Kathmandu, April 9 (Inditop) More than a dozen people were injured and a candidate was abducted as violence erupted in southern Nepal Thursday on the eve of by-elections for six parliamentary seats, an acid test for its ruling party of former guerrillas.
Almost a year after the sleepy Himalayan kingdom went to the hustings to end its centuries-old royal dynasty, the new republic will Friday hold bypolls for six seats that fell vacant due to five political heavyweights vacating a seat each.
They include Maoist Prime Minister Pushpa Kamal Dahal Prachanda and former PM Sher Bahadur Deuba.
The sixth seat was given up by lawmaker Ram Baran Yadav who was elected the first president of Nepal.
Violence erupted in Biratnagar town in eastern Nepal’s Morang district as the Maoists fought a pitched battle with former comrades who had quit this year to form a splinter group.
Headed by former Maoist minister Matrika Prasad Yadav, the defectors, who have their stronghold in the Terai plains, battled the Maoists for nearly four hours in the small hours of the morning till police intervened.
Nearly 15 people, including cadres from both sides, were hurt in the clash with three receiving bullet injuries.
Rallies and meetings have been prohibited in Biratnagar in the wake of the violence, police said.
In Dhanusha district in the Terai, the home of both the president and the dissident Maoist leader, a communist candidate was kidnapped in the morning, his party said.
Santosh Shah, who was contending for the seat vacated by the president, was abducted from a crowded bus park in the main town Janakpur.
An armed group calling itself the Terai National Liberation Army has claimed responsibility for the abduction.
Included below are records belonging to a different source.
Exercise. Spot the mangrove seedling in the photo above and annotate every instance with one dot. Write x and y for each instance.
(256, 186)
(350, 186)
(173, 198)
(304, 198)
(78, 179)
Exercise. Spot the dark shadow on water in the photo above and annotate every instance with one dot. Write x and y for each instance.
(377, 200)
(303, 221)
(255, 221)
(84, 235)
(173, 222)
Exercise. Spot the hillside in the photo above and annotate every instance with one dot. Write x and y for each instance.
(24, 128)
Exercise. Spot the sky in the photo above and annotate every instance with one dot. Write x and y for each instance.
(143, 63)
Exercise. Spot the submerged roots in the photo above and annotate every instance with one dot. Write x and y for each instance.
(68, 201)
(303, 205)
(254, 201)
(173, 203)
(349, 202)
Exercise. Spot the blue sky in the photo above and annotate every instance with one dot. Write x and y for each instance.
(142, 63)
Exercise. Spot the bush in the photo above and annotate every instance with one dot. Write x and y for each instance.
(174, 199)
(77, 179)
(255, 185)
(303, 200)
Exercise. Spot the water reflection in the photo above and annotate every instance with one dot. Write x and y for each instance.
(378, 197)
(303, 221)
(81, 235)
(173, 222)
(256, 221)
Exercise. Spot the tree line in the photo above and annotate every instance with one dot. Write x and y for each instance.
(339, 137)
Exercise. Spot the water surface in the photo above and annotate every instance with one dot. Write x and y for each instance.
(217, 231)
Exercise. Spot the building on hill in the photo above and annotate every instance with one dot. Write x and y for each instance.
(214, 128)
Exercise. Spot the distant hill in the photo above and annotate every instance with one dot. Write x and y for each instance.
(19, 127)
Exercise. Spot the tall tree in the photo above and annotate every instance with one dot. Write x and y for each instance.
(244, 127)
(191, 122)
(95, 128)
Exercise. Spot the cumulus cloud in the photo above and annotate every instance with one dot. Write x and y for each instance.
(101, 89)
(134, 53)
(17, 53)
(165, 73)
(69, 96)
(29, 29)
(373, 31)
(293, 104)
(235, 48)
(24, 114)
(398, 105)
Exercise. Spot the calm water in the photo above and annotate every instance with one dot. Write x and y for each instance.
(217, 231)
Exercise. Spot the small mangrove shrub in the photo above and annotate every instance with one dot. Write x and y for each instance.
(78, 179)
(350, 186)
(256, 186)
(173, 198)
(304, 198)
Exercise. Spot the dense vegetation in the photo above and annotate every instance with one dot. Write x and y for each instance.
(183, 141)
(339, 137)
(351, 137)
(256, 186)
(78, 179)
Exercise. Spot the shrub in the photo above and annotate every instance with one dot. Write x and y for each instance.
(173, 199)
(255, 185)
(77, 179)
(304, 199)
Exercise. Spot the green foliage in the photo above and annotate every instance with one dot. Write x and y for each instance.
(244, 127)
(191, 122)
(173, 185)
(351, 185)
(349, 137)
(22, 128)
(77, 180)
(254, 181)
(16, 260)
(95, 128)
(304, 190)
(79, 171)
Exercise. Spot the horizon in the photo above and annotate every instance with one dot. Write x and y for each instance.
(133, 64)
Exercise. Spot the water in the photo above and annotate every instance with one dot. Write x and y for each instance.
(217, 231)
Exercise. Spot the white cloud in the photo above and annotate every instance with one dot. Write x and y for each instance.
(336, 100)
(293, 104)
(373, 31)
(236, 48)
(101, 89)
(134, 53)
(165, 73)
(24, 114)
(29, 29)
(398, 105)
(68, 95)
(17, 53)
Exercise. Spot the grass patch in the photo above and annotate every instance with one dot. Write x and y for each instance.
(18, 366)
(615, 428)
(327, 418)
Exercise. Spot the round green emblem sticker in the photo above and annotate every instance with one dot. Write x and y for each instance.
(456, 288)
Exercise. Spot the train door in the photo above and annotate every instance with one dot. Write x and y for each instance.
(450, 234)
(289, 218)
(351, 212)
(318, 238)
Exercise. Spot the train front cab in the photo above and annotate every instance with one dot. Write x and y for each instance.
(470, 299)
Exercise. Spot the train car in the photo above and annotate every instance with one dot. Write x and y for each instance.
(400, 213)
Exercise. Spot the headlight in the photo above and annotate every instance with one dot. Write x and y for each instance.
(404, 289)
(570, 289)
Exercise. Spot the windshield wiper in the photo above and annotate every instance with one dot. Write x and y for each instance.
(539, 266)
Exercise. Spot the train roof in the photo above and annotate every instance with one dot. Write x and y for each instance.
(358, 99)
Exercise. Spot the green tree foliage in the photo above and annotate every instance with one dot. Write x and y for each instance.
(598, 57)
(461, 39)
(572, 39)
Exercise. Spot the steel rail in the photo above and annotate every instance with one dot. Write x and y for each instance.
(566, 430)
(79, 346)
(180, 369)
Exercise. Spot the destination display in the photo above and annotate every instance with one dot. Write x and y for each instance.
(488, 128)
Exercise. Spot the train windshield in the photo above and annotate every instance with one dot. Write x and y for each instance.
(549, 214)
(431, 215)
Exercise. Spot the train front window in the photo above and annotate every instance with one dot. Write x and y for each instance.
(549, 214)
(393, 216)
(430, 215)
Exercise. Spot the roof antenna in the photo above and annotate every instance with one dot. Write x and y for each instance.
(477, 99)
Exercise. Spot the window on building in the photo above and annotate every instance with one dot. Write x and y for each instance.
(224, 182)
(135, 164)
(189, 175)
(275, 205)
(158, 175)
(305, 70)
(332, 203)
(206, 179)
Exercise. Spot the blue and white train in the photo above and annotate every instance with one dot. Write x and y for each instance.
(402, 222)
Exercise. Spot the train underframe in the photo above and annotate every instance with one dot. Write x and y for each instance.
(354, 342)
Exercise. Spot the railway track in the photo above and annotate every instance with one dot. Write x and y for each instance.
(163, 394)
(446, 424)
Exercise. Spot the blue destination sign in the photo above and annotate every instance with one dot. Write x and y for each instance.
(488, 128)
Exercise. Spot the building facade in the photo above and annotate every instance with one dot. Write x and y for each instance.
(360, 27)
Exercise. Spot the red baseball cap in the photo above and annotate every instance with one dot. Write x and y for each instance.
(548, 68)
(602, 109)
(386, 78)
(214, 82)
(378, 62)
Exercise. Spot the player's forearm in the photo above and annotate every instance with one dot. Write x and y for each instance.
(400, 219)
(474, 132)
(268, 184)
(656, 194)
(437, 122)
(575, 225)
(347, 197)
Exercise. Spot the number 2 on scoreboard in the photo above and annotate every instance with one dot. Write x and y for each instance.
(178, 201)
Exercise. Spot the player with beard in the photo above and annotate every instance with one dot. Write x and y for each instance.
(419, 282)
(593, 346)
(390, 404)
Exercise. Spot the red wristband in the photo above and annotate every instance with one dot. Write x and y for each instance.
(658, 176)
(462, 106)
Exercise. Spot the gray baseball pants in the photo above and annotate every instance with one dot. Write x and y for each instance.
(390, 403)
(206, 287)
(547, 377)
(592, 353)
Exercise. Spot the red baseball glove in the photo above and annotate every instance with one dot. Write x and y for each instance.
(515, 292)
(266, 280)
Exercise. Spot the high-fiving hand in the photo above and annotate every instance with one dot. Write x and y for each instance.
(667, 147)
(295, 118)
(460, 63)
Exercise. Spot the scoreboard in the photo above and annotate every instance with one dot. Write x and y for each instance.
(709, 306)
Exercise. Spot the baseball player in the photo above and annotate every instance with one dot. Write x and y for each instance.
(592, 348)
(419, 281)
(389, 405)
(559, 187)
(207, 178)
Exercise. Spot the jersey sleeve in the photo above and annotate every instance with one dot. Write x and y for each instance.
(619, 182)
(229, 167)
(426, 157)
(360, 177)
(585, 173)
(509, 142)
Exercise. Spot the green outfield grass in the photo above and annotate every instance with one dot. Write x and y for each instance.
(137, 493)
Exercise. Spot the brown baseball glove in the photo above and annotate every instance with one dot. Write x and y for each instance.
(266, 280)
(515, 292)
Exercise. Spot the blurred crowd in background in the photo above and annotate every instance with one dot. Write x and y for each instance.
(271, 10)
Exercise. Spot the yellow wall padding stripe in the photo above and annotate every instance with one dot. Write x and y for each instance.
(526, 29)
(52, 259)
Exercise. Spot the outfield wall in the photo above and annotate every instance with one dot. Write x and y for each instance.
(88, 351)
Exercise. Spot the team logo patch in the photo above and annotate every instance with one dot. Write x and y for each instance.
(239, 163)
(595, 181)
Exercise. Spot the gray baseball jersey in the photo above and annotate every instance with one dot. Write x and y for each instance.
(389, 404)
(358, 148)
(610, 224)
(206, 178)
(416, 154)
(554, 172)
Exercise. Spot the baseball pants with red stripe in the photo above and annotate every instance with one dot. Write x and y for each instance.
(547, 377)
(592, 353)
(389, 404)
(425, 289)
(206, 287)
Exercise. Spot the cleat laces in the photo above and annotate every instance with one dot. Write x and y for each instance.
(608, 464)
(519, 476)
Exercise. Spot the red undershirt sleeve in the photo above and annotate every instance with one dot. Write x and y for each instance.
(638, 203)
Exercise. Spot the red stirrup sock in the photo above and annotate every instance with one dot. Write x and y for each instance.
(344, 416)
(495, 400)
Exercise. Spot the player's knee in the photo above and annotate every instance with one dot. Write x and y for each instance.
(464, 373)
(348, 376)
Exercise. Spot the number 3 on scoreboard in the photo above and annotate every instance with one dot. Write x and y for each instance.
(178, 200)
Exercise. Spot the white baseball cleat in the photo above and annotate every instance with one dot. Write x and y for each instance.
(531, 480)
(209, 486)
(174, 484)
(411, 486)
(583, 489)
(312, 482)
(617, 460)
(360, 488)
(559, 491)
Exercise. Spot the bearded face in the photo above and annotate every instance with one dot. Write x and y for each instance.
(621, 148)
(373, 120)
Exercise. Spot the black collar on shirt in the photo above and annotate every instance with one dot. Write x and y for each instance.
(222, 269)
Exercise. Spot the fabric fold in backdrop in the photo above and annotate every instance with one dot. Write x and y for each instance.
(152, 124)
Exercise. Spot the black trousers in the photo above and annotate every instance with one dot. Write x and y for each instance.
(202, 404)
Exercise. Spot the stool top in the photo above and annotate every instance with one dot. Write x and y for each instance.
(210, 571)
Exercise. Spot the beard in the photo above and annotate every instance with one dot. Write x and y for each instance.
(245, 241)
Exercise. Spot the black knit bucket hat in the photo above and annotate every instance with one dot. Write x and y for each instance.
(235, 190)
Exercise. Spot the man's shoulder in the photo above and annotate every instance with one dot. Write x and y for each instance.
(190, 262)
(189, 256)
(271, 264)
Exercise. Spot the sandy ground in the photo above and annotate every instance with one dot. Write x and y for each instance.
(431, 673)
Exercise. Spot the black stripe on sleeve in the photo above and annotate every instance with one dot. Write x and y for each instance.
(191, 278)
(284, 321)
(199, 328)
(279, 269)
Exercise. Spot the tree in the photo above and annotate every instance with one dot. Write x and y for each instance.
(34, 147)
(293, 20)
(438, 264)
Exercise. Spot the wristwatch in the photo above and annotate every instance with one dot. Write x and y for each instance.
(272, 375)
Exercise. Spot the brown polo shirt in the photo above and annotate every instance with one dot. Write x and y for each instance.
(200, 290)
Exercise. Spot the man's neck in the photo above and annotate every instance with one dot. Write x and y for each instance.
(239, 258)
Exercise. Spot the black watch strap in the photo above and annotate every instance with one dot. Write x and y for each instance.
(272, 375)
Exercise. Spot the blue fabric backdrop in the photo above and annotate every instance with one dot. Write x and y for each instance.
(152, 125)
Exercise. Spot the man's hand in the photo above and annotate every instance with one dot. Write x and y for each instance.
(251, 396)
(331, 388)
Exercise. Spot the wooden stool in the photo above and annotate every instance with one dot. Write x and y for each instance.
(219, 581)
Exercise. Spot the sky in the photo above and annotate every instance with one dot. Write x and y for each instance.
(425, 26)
Dozens of armed groups have been mushrooming in the plains since the fall of monarchy and many of them are opposed to elections.
According to the Election Commission, 139 contestants are in the fray for the six seats. Despite the spurt in the number of women contestants in the last election, this time only 10 women have put their hats in the ring.
The most prominent contestant is Chandra Mohan Yadav, the president’s son, who has been fielded by the opposition Nepali Congress. Like his father, Yadav too was a physician by profession who left his job as a radiologist at the country’s oldest hospital, Bir Hospital in Kathmandu, to join politics.
Friday’s bypolls will be a crucial test for the Maoists. Though the former guerrillas swept the historic election last year and succeeded in abolishing monarchy, they are now mired in a series of events that has tarnished their image.
While veteran Maoist leader Matrika Prasad Yadav split the party, the Maoists are also at loggerheads with their alliance partner, the Communist Party of Nepal-Unified Marxist Leninist.
Instead of fighting the bypolls in tandem with the communists, they are pitted against each other, which will weaken both and enable the regional parties from the Terai to improve their performance.
The Maoists are going to the bypolls with repeated murder charges levelled against their cadres.
In the latest incident, the former guerrillas are alleged to be behind the killing of a communist youth leader, Prachanda Thaiba.
Though the former rebels immediately announced they had expelled the alleged killer, it has been rubbished by the other parties, especially with the man immediately going underground.